Cuando en el invierno del 67 editó Beat latino, algo estaba ocurriendo: es el puente que Sandro no quiso cruzar, el que le hubiera dado el prestigio con el que hoy los rockeros insisten en barnizarlo, por eso aman ese disco y cuántos darían media vida por poder tener eso que a Sandro le chorreaba a borbotones: estilo. “Cuando hablo de ti” es aristocracia de barrio en grado excesivo y “Ave de paso” demuestra que el pibe –¡sólo tenía 22 años!– ya no era una copia, ni una promesa ni un ahí veremos.

“Tengo”, Divididos (1999)

Tomó un camino poco prestigioso, el de la balada sangrante, desaforada, cursi. Lo que algunos rockeros parecen no querer admitir es que lo hizo porque quiso. Porque en un país en el que aún hoy se dice por televisión que el hombre que baila levantando los brazos es poco hombre, pocos hicieron por la liberalización de las costumbres tanto como Sandro en su exaltada virilidad. Mientras la represión sangrienta y la militancia iluminada se tapaban con prejuicios medievales, Sandro saltaba en pelotas en un catamarán en el Delta. Ésa sí que era revolución.

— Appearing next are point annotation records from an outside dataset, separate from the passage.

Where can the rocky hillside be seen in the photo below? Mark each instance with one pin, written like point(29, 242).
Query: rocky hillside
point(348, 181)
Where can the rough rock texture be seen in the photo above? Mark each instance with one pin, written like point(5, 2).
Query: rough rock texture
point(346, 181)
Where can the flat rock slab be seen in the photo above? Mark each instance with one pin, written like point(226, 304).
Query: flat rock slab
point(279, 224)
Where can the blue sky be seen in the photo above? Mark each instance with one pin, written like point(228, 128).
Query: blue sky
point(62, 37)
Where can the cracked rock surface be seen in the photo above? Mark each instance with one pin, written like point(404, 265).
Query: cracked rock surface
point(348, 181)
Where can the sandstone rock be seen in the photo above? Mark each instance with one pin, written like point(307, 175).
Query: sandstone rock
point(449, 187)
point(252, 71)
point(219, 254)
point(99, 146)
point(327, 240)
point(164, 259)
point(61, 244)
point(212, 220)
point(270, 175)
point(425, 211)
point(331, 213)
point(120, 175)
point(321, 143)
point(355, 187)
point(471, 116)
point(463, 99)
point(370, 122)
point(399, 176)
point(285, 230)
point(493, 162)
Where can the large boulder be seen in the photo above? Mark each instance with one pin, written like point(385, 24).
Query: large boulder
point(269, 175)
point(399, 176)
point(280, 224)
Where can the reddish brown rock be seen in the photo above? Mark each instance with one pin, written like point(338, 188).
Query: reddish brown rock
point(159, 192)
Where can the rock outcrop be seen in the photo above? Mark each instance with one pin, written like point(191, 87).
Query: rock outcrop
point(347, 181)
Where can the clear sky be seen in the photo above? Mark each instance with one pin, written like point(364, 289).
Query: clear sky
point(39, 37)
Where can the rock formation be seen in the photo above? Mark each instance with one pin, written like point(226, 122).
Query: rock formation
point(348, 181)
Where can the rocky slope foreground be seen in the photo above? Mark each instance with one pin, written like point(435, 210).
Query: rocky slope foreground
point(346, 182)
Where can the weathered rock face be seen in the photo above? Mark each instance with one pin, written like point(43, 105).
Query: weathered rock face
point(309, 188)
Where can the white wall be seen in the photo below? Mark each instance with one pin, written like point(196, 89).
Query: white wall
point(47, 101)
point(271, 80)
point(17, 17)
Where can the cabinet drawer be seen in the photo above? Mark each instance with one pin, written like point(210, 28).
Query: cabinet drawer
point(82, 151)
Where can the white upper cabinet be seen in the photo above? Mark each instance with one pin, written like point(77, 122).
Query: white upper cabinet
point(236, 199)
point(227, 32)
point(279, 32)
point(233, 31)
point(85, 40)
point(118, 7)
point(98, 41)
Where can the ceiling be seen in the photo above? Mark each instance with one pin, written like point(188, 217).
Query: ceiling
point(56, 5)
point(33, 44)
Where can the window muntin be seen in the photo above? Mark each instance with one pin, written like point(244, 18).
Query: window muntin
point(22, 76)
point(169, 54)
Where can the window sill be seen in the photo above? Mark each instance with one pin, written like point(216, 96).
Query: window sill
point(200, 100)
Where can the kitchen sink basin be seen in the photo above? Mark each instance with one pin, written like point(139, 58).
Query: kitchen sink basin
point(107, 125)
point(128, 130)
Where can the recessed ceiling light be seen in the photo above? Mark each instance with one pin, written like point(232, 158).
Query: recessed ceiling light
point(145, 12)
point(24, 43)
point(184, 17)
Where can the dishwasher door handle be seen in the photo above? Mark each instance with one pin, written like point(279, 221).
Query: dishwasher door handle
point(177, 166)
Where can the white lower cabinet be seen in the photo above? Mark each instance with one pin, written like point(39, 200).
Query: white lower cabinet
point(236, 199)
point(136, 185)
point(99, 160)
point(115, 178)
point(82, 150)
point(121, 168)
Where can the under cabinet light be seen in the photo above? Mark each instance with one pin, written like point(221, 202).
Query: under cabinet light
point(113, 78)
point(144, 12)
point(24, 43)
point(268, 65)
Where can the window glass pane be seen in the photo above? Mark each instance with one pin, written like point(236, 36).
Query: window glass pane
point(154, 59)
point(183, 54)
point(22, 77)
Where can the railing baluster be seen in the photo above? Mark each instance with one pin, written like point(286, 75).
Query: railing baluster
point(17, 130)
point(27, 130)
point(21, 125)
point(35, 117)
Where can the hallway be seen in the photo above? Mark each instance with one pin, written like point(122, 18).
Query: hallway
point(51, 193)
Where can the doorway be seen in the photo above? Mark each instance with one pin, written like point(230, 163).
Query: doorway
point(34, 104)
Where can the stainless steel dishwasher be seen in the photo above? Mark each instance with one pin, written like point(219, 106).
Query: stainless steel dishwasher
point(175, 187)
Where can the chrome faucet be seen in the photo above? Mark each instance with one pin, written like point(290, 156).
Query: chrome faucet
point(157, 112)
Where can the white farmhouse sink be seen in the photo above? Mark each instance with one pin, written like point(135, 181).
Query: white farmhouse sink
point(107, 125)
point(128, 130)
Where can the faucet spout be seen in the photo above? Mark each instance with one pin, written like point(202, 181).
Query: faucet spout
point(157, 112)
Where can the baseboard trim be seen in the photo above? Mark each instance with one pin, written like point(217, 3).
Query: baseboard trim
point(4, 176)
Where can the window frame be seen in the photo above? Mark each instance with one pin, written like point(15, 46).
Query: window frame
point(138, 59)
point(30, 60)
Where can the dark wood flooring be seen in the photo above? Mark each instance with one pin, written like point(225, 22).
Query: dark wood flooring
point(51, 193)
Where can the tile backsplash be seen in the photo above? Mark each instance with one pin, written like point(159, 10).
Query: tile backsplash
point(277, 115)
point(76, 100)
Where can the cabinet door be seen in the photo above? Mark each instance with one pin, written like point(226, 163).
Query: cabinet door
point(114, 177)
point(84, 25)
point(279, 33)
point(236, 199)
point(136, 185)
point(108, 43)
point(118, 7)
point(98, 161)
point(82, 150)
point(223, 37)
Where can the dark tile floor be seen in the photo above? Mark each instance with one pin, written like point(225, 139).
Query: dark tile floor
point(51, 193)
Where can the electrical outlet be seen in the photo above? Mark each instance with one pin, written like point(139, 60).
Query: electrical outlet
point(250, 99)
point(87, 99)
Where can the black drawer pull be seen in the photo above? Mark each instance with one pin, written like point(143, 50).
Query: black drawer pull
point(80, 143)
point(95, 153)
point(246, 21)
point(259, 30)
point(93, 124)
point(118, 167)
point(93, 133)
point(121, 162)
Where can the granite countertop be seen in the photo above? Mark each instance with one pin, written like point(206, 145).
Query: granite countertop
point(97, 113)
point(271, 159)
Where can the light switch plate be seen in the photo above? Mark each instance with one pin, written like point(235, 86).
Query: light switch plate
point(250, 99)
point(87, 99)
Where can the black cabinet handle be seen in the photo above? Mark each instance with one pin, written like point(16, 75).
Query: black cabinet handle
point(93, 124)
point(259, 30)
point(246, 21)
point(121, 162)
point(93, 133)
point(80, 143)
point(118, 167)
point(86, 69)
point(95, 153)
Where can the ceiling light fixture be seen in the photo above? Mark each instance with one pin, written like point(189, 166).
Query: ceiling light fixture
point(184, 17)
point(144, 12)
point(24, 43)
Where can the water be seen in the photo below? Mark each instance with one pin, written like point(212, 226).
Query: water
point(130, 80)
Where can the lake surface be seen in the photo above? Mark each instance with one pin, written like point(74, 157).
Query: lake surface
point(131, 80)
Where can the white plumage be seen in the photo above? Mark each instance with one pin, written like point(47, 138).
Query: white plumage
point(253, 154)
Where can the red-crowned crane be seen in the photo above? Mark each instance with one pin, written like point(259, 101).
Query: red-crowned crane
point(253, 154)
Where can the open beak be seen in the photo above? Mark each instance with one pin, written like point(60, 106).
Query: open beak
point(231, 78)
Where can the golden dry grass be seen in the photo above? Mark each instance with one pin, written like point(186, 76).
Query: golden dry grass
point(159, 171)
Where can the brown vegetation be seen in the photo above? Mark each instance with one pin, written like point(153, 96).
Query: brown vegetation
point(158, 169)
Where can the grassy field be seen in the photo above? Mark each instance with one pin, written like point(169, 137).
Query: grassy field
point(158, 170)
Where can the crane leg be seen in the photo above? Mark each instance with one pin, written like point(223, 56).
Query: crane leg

Por eso a mí el fundamental me parece el disco posterior, (¡grabado sólo dos meses después de Beat latino!): Quiero llenarme de ti (vibración y ritmo), con una tapa que quizás no casualmente muestre a dos Sandros: el de jacket con moñito y el de pulóver a rayas. Es el disco en donde comienza la dupla con Anderle, que se consolidaría en el disco posterior, La magia de Sandro, no casualmente ambos con la dirección de Jorge López Ruiz, que supo mandar la voz al frente, porque esa personalidad no podía estar tapada por coros, violines y trompetas y supo entender al histriónico compositor de “Quién”, “Estoy desesperado” o “Atmósfera pesada” y el showman consumado de “Mon ami”, además, claro de esa súplica sexual explícita: “Quiero llenarme de ti”. Era el momento en que Gardel, finalmente, bajaba del bronce, movía la pelvis.

Lo que las fuerzas vivas de este país nunca soportaron.

Lo demás es historia, envidia, gloria y cigarrillos.

A Sandro no lo agrandó la muerte.

Sandro es grande hace casi medio siglo.

“Una muchacha y una guitarra” (versión en italiano”, Sandro (1968)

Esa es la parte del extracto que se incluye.